Еще до этого стал профессором. И таким заметным, что немцы, вошедшие после Октябрьской революции в Прибалтику, предложили ему на отличных условиях переехать в Германию. Благо он свободно изъяснялся на нескольких языках, в том числе на немецком, как на русском - родном. Но Бурденко решил в предгрозовое время - перед началом гражданской войны - вернуться на родину и вместе с имуществом университета, охраняя научную аппаратуру, отправился в Воронеж, где провел тягчайшие годы разрухи и восстановительного периода, работая хирургом и организатором больничного дела. Затем его затребовали в Москву, где популярность его как хирурга и ученого медика возрастала год от году, привлекая к нему друзей и, как водится при возрастающей известности, не только друзей.
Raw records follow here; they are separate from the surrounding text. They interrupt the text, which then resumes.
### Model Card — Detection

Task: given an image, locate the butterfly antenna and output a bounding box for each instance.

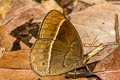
[87,44,105,60]
[82,37,100,74]
[82,39,104,75]
[90,36,99,53]
[86,35,99,54]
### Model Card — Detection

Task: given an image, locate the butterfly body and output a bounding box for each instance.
[30,10,83,76]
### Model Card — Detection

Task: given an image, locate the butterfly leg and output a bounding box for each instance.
[85,64,92,73]
[74,64,77,78]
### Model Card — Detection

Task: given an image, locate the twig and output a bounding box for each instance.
[114,11,120,44]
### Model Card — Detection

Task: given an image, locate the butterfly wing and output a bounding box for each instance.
[30,10,83,76]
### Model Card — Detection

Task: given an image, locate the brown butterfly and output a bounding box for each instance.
[30,10,104,77]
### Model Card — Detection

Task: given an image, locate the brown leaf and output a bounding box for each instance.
[0,0,13,26]
[80,0,106,5]
[70,3,120,53]
[3,4,45,33]
[93,47,120,80]
[0,27,15,51]
[106,0,120,4]
[0,50,30,69]
[0,68,66,80]
[0,0,46,51]
[41,0,63,12]
[3,0,36,24]
[66,77,89,80]
[87,44,118,64]
[0,68,40,80]
[72,0,106,12]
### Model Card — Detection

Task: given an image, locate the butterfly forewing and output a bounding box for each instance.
[30,10,83,76]
[39,11,65,40]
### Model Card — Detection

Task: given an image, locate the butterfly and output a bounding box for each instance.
[29,10,105,77]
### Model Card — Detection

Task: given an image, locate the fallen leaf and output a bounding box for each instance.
[0,50,30,69]
[88,44,118,64]
[70,3,120,53]
[41,0,63,12]
[0,68,40,80]
[0,0,13,26]
[94,47,120,80]
[80,0,106,5]
[0,0,45,51]
[0,27,15,51]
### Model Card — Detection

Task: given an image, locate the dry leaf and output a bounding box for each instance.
[0,0,13,26]
[72,0,106,12]
[0,68,66,80]
[41,0,63,12]
[0,68,40,80]
[0,50,30,69]
[88,44,118,64]
[80,0,106,5]
[0,0,46,51]
[3,0,36,24]
[106,0,120,4]
[70,3,120,53]
[93,47,120,80]
[0,47,5,59]
[66,77,89,80]
[0,27,15,51]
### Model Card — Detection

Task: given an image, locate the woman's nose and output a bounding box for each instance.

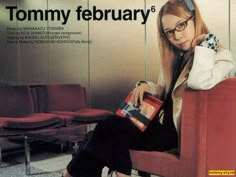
[174,31,183,40]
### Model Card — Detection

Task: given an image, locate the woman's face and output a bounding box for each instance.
[162,14,195,51]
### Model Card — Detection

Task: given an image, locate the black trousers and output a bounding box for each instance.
[66,110,178,177]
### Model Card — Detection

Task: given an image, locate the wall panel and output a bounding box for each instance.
[197,0,229,48]
[89,0,145,110]
[0,0,18,84]
[48,0,89,86]
[17,0,49,84]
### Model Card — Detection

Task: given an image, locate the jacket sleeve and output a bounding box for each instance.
[135,67,165,98]
[146,67,166,98]
[187,46,235,90]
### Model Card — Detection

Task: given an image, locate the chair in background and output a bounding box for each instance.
[130,78,236,177]
[0,83,113,164]
[44,84,113,126]
[0,85,64,137]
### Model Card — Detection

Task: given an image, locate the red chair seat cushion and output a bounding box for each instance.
[0,113,64,129]
[49,108,113,123]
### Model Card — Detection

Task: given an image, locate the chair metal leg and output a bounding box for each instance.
[24,136,31,175]
[0,145,2,165]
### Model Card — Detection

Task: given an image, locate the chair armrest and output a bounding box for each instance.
[180,89,208,176]
[180,78,236,176]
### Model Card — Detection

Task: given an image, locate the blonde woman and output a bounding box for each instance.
[63,0,234,177]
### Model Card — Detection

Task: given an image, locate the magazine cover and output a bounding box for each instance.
[116,92,163,132]
[0,0,236,177]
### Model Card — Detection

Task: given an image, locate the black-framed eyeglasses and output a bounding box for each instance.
[163,15,194,39]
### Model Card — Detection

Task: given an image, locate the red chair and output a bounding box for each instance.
[0,85,64,136]
[44,84,113,125]
[130,78,236,177]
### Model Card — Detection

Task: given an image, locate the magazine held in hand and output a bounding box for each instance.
[116,92,163,132]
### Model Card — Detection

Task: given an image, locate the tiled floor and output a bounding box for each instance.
[2,151,161,177]
[1,139,161,177]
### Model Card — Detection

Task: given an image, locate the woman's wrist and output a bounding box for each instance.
[135,80,147,87]
[135,81,151,93]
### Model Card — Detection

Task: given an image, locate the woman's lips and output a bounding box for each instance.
[179,41,187,47]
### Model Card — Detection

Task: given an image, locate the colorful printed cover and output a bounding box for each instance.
[116,92,163,132]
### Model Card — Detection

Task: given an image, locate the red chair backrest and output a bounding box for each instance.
[0,85,34,117]
[44,84,87,112]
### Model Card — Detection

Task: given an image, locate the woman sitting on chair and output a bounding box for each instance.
[63,0,235,176]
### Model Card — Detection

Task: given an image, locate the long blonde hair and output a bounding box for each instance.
[157,0,209,96]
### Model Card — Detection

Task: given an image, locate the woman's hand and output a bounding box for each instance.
[131,83,150,107]
[191,34,206,48]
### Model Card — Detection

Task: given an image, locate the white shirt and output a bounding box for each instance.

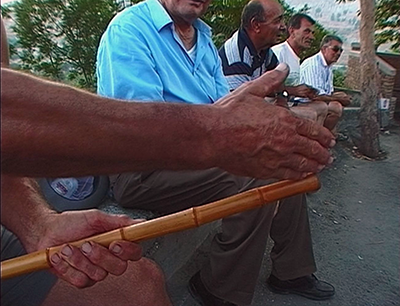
[187,43,198,62]
[272,41,301,86]
[300,52,334,95]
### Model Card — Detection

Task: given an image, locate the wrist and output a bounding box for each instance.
[1,176,58,253]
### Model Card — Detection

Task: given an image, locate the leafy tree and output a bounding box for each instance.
[333,68,346,88]
[2,0,123,90]
[2,0,329,90]
[374,0,399,53]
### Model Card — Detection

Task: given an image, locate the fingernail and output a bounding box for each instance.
[81,242,92,255]
[275,63,288,72]
[328,157,334,164]
[329,140,336,148]
[112,244,122,255]
[51,253,61,264]
[61,245,72,257]
[317,164,325,172]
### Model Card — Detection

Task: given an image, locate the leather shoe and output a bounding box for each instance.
[189,271,237,306]
[267,274,335,300]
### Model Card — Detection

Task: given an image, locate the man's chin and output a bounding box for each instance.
[189,0,206,8]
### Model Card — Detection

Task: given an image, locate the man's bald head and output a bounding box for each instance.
[241,0,285,52]
[241,0,282,30]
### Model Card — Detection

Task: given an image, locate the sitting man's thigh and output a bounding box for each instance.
[1,226,57,306]
[111,169,272,214]
[307,101,329,116]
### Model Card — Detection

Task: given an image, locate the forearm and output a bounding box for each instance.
[314,95,333,102]
[285,86,296,96]
[1,68,220,177]
[1,175,56,252]
[315,94,350,106]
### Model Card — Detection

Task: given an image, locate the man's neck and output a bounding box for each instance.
[286,38,302,56]
[246,30,271,55]
[159,0,194,30]
[321,51,333,66]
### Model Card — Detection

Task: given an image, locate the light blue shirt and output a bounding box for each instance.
[300,52,334,95]
[96,0,229,104]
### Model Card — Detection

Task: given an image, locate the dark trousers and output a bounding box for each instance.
[110,168,316,305]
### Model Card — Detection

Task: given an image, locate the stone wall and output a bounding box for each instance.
[345,50,397,119]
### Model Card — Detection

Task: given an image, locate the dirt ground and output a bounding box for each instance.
[173,123,400,306]
[251,124,400,306]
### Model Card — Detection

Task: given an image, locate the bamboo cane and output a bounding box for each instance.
[1,174,320,280]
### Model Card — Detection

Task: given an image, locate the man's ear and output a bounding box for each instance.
[250,17,261,33]
[288,26,295,36]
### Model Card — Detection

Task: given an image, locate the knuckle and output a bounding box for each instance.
[298,157,308,171]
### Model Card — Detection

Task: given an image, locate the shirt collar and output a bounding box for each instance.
[318,51,330,67]
[147,0,211,36]
[284,41,300,61]
[239,27,268,60]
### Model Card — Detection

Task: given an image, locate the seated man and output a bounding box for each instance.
[218,0,334,303]
[300,34,351,131]
[272,13,329,126]
[97,0,335,305]
[2,13,334,306]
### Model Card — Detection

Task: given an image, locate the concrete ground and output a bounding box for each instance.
[167,123,400,306]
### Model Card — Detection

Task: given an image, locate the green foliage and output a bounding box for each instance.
[1,4,13,18]
[203,0,247,49]
[3,0,330,90]
[375,0,399,53]
[4,0,123,90]
[337,0,399,53]
[333,68,346,88]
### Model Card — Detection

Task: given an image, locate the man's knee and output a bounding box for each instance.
[312,101,329,118]
[291,107,317,121]
[138,258,166,286]
[328,101,343,117]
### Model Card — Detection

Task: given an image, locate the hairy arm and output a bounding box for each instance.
[1,176,55,250]
[1,68,219,177]
[1,175,144,287]
[2,64,335,181]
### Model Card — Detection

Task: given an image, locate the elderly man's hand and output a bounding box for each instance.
[30,210,143,288]
[213,63,335,181]
[287,84,318,99]
[332,91,351,106]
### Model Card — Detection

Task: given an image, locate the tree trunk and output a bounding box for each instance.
[359,0,380,157]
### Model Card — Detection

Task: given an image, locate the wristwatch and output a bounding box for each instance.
[276,90,289,101]
[275,90,290,107]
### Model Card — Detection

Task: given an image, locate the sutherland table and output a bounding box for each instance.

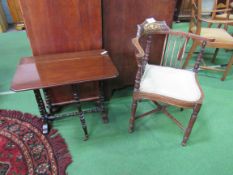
[11,50,118,140]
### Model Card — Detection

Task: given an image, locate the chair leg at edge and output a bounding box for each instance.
[129,100,138,133]
[207,23,212,28]
[182,41,198,69]
[182,104,201,146]
[212,48,219,63]
[221,55,233,81]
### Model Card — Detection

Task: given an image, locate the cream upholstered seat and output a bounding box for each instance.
[140,64,202,102]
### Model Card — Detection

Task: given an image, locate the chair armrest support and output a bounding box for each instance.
[193,41,207,73]
[132,37,145,58]
[132,37,145,91]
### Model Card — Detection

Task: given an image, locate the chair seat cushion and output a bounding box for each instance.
[139,64,202,102]
[201,28,233,43]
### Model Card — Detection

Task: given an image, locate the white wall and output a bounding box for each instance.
[203,0,215,11]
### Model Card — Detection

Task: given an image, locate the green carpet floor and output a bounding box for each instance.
[1,23,233,175]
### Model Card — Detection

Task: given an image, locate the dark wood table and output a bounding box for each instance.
[18,0,103,107]
[11,50,118,140]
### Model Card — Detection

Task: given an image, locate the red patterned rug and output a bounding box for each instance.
[0,110,72,175]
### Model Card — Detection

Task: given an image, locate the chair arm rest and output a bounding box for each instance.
[185,32,215,42]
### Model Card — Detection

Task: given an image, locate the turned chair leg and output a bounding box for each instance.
[182,104,201,146]
[212,48,219,63]
[217,23,222,28]
[207,23,212,28]
[182,41,198,69]
[129,99,138,133]
[224,24,228,31]
[221,54,233,81]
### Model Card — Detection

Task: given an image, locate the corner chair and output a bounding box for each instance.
[128,18,212,146]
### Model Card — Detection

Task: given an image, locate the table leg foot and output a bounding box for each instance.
[42,122,49,134]
[83,135,89,141]
[79,112,89,140]
[98,81,109,124]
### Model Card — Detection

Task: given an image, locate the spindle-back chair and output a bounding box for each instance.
[183,0,233,81]
[208,0,233,29]
[129,18,212,146]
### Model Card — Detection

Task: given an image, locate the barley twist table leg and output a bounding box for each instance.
[33,89,49,134]
[72,84,89,141]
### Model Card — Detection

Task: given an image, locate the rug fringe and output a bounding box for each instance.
[48,129,73,175]
[0,110,43,131]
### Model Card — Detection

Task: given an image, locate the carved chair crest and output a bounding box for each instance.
[137,18,170,37]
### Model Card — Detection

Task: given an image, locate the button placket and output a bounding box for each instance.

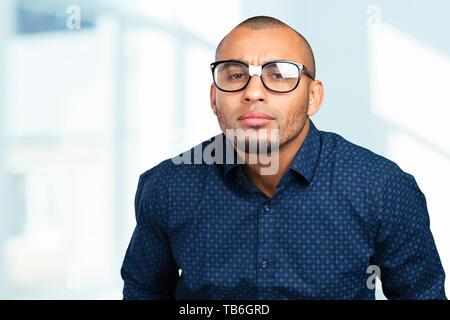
[256,201,272,298]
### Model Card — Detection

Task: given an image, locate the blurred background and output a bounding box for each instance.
[0,0,449,299]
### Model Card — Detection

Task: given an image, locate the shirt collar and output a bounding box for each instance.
[222,134,241,177]
[288,119,321,184]
[222,119,322,184]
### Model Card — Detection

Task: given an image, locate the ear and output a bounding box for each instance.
[210,83,217,116]
[307,80,324,117]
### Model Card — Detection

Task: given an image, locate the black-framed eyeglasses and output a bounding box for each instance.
[210,59,315,93]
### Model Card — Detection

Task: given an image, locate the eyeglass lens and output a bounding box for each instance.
[214,61,300,92]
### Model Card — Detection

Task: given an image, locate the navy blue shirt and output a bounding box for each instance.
[121,120,446,299]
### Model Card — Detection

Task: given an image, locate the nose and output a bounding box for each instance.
[241,75,268,104]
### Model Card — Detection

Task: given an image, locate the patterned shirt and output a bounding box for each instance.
[121,119,446,299]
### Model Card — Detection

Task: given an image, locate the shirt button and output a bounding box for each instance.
[263,204,270,213]
[261,260,268,268]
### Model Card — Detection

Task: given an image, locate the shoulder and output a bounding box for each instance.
[316,128,423,224]
[320,127,410,179]
[320,131,418,193]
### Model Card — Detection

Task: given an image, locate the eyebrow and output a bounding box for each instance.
[230,59,273,65]
[221,58,303,66]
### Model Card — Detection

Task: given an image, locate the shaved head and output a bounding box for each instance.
[215,16,316,78]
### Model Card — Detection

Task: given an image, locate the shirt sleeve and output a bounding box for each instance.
[372,171,446,300]
[120,167,179,299]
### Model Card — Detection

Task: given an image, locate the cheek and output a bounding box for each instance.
[276,94,307,118]
[276,96,308,133]
[215,94,242,116]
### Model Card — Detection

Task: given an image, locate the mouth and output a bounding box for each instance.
[238,110,275,127]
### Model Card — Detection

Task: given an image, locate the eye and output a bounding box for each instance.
[270,73,283,79]
[229,73,245,80]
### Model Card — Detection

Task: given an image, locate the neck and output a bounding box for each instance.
[238,118,310,198]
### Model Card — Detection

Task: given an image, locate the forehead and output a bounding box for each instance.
[217,27,305,65]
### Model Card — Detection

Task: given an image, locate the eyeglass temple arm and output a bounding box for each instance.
[302,65,315,80]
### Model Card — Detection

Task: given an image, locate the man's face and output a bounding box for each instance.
[210,27,312,153]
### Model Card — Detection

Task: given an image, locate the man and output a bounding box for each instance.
[121,16,446,299]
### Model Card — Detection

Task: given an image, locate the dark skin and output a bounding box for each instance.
[210,27,324,198]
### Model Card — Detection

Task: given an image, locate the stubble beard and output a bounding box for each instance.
[216,105,308,155]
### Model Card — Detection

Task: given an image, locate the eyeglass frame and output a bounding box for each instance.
[210,59,315,93]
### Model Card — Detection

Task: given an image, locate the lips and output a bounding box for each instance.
[238,110,274,126]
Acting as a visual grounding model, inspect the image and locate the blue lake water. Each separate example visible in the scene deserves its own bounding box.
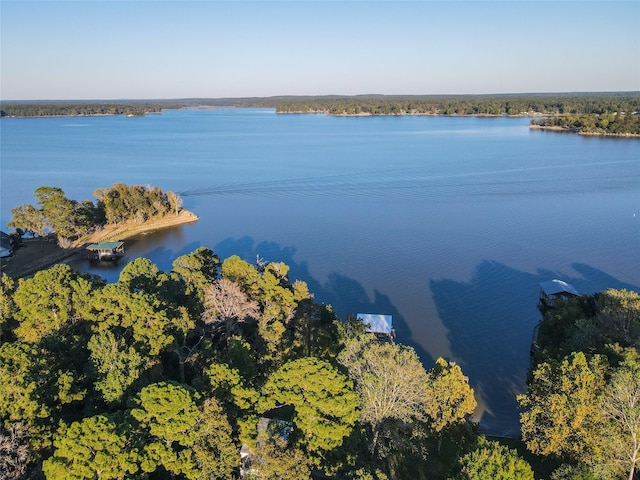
[2,108,639,436]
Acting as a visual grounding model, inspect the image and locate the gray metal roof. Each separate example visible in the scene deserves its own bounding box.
[358,313,393,334]
[540,279,579,296]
- ...Есть у меня, конечно, и недруги. И были они, к сожалению, на протяжении всей моей жизни, - говорил академик Бурденко. - А как могло быть иначе, если все время, всю жизнь приходилось прорубаться сквозь косность, рутину, равнодушие и унылый консерватизм. Был ли я, однако, всегда прав, прорубаясь? Вот это едва ли. Были за мной, разумеется, грехи. И не малые, такие, например, как грубость и нетерпимость, в которых мог бы я, наверно, признаться как на духу, на исповеди. Кстати, исповедь - это, на мой взгляд, неплохое дело. И не потому, что я чуть не принял духовный сан. Нет, я просто убежден, что человек всех рангов и положений должен так или иначе время от времени вглядываться в себя, отдавать себе (и может быть, людям) отчет в своих действиях, совершенствовать, что ли, свою духовную структуру. Мне это, - признался, улыбнувшись, уже старый человек, - честно говоря, не всегда удавалось в полной мере. Оттого, что ли, что я очень быстро жил и всегда был чрезвычайно занят. Все время мне было некогда. И кто знает, может быть, в этом и было мое счастье.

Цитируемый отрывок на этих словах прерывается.